SUV Buyers can Relax Because Luxury Cars are not Getting More Expensive, at Least not Yet
The increased cess rates are not applicable until the appropriate legislation is introduced by the government and passed by Parliament.
Image for representation only. (Image: News18.com)
Buyers of Sports Utility Vehicles and luxury cars can relax. Their cars are not going to get more expensive, at least not now. There were reports that the tax rate on luxury cars will be increased from 15% to 25%, however, that will have to wait until the appropriate legislation is introduced by the government and passed by Parliament. Until then, the cost will remain what it is currently.
In a note issued yesterday, the Finance Ministry said that:
“The GST Council considered the issue of cess leviable on motor vehicles in its 20th meeting held on the 5th of August 2017 and recommended that Central Government may move legislative amendments required for increasing the maximum ceiling of cess leviable on motor vehicles to 25% instead of present 15%. However, the decision on when to raise the actual cess leviable on the same will be taken by the GST Council in due course. In respect of motor vehicles, the maximum rate at which Goods and Service Tax Compensation Cess may be collected is 15%.”
The last line in the statement is the operative part. The maximum cess (or ceiling) is currently 15%. Only Parliament can raise the ceiling by passing the appropriate legislation introduced by the government.
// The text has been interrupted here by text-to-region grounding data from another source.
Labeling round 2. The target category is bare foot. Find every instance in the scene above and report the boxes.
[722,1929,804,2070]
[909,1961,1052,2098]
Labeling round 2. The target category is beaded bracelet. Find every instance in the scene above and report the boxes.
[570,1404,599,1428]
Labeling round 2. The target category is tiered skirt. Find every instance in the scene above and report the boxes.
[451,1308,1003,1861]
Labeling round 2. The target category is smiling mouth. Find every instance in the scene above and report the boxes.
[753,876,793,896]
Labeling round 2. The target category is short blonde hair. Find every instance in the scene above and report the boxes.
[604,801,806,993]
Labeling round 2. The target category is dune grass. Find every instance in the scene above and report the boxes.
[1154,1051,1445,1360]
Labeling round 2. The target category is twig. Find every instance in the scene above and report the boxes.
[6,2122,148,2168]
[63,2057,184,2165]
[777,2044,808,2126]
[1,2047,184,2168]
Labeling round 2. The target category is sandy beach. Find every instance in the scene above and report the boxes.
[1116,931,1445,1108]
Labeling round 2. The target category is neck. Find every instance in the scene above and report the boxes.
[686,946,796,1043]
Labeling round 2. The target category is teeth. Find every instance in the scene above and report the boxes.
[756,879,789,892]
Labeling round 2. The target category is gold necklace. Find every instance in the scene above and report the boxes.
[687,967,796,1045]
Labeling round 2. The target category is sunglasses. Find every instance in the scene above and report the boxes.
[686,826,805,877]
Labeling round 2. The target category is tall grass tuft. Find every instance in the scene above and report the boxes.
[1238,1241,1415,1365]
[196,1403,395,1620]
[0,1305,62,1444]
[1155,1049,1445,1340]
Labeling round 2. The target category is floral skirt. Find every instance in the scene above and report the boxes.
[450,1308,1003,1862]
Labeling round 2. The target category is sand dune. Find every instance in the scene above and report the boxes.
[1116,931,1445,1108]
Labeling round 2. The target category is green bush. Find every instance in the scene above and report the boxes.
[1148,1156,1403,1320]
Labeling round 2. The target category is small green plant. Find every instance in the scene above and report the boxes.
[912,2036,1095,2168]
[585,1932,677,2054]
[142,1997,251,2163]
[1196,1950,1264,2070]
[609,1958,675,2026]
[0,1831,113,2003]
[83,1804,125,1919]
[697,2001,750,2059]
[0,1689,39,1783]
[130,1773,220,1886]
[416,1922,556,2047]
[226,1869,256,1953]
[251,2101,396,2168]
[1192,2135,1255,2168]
However, there are only 3 more days left in the monsoon session. If the government does not do it now it will not be until the winter session till the required legislation can be introduced. The GST Council can only raise the cess once the ceiling limit is raised.
“The matter is not under consideration at this stage because a law to increase the ceiling rate has to be passed,” a source in the GST Council told News18. “The current ceiling is 15% and it can only be raised by Parliament,” the source added.
Cars are currently taxed at 28% and a cess of up to a maximum of 15% is levied on top of that. The cess is meant to compensate states for revenue loss, a part of the Centre’s pledge to reimburse states for 5 years. This is cheaper than the pre-GST tax structure on vehicles that could be as high as 55%. Therefore, the price of SUVs and luxury vehicles came down after GST.
However, in order to raise revenue for compensation states, the government felt that raising the cess would be a good method since cars are anyway in the top tax bracket of 28%. However, raising the ceiling rate is the prerogative of Parliament.